2015/07/01

トゥモローランド

 僕が10歳くらいの時には、一生懸命に「科学技術」を勉強して、大人になったら一端の科学者になる(挫折した)ことで、理想の未来が待っていると信じていた。そこには、スーパージェッターや鉄腕アトムが住んでいて、この映画に出てくるような都市空間が広がっている。そんな、夢を持って科学と言うものを崇拝していたような気がする。そのことを想い起こさせるように、作品の冒頭から懐かしい「ニキシー管の数字」がクローズアップされる(背後には幾つかの「地球モニター?」が並んでいる)。

 この表示管を見ただけで、1964年を思い出すことが出来る人たちは、物語の本質を探ることが出来るに違いない。1964年に開かれたニューヨーク万国博覧会には、ソニーから試作のソリッドステート電卓(ニキシー管表示:SOBAXの前進)が出展されている。以降、ニキシー管は各社電卓の表示に多用されてきた。つまり、その時代を象徴する最新デバイスだったのである。


  そのニューヨーク万国博覧会の発明コンテストにフランク(当時11歳の少年)は、今だ完成前のジェットバック装置(=エンジンを背負って空を飛ぶ装置)を持ち込む。このコンテストの審査をしているのが、後にトゥモローランドの提督になるニックスで、そんな未完成なジェットバック装置を不機嫌にあしらう。そこで大いに落胆しながらも執念を持って完成させたいと考えているフランクを観て可能性を見出すのが、トゥモローランドのリクルータを務める美少女アテナ。アテナは、フランクにTomorrowland のTロゴのあるピンバッジを手渡す。このピンバッチは、トゥモローランドへフランクを誘う。この発明コンテストに登場する3人が、この作品の中心人物で、重要な鍵を握っている。


 次に、場面が20年(1984年)ほど先の現代に移る。そこでは、アテナは見所のある17歳の高校生ケイシーに夢を託しTロゴのあるピンバッジを渡す。ここで、アテナは歳を取らないAA(オーディオ・アニマトロニクス:いわゆるロボット)というのが分るが、当時11歳の少年フランクは、孤独な中年男になってしまっている(ジョージ・クルーニー演じる)。高校生ケイシーは、ピンバッジによって麦畑の中で、遠くに未来の都市空間を垣間見てしまい、強く魅かれるが、トゥモローランドへは幾つかの難関が待ち構えていて、簡単に行くことは出来ない。さて、その難関へのプロセスが巧みに凝っていて、多彩な映像テクノロジーが駆使されている。しかも、かつて無いくらい奇想天外で、ぶっ飛ぶような面白いストーリーに仕上げてある。ここは、余計な説明は一切必要なく楽しめるので説明は割愛したい。

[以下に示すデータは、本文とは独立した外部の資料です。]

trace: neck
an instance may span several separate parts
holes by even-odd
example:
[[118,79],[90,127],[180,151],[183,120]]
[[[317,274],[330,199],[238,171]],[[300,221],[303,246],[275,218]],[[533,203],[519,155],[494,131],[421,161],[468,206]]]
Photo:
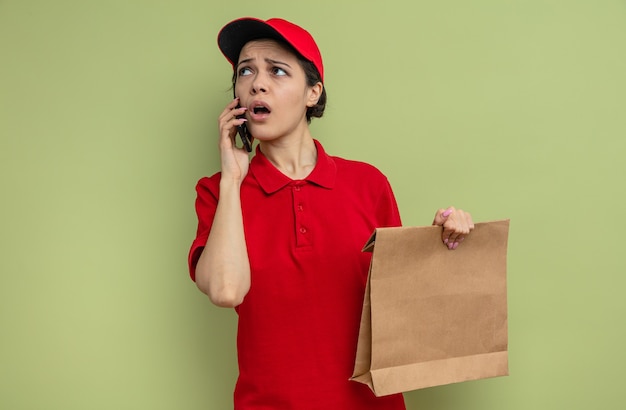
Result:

 しかし、何で孤独な中年男フランクがトゥモローランドではなく、現代の地球に存在しているか、と疑問に思われるかもしれないので、補足したい。最初に、背後には幾つかの「地球モニター?」と書いているが、この地球モニター(時間を越えて、今地球のどこかで起こっている環境破壊やテロなど危機的状況を映像として見れる装置のこと)を開発したために、トゥモローランドを追放されて、ニューヨークのピッツフィールド(田舎)でひっそりと暮らしていた。

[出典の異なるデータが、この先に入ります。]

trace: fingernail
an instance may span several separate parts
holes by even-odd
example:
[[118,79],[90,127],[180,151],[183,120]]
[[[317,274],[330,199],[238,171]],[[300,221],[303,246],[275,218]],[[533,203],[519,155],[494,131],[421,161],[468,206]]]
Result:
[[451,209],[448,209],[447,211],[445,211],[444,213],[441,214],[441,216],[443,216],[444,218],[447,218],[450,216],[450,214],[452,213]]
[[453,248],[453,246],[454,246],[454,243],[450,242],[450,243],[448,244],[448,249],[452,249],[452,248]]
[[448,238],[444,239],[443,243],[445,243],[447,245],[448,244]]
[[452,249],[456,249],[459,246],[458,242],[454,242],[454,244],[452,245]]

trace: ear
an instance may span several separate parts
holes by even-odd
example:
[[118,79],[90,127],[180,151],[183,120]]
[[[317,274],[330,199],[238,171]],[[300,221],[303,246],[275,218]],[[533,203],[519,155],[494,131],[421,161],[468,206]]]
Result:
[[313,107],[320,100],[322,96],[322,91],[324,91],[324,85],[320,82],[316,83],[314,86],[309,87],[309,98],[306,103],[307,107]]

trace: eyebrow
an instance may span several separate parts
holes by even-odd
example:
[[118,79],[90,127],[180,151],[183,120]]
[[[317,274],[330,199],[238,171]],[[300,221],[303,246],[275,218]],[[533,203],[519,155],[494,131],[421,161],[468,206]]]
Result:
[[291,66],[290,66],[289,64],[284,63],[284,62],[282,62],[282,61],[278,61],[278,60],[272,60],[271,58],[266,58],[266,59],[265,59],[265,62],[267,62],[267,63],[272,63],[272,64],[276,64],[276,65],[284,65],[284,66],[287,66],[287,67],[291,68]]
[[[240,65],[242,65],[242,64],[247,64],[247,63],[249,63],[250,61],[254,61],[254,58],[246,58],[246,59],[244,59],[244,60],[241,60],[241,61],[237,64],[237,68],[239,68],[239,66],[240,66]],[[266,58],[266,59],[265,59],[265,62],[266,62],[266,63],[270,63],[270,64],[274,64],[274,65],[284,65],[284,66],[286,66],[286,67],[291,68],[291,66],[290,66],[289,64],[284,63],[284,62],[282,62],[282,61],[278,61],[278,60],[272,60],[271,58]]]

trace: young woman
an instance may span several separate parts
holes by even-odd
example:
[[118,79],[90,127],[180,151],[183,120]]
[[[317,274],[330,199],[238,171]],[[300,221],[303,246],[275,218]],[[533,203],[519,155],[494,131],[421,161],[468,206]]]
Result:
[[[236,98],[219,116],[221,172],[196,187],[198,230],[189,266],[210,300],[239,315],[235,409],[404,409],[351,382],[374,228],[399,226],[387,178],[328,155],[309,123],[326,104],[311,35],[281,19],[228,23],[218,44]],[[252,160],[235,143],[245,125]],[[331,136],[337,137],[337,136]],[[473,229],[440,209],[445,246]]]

 アテナ、ケイシー、フランク、ニックスの役割と実像を知れば、後は楽しむだけである。そのくらい単純な構図なので、誰でも屈託無く楽しむことが出来る。全体的な印象として、ややレトロな印象を受けるトーンで作品が構成されている。でも、不思議に現実感が漂うのは何故か。それは、忠実にイメージどおりに必要な部分が実際に作りこまれているからで、コンピュータグラフィックスにはない現実感を伴うからだ。そしてそれが、1960~1970年あたりに夢見た「未来のテクノロジー」を具体化した姿なので、昔の若者が夢見た未来社会=理想郷なのであろう。しかし、今の若者には、もうそんな夢なんて持たないだろうなと思うことに気づく。年配の人には、どこか懐かしいディズニー色の空気感が漂う作品になっている。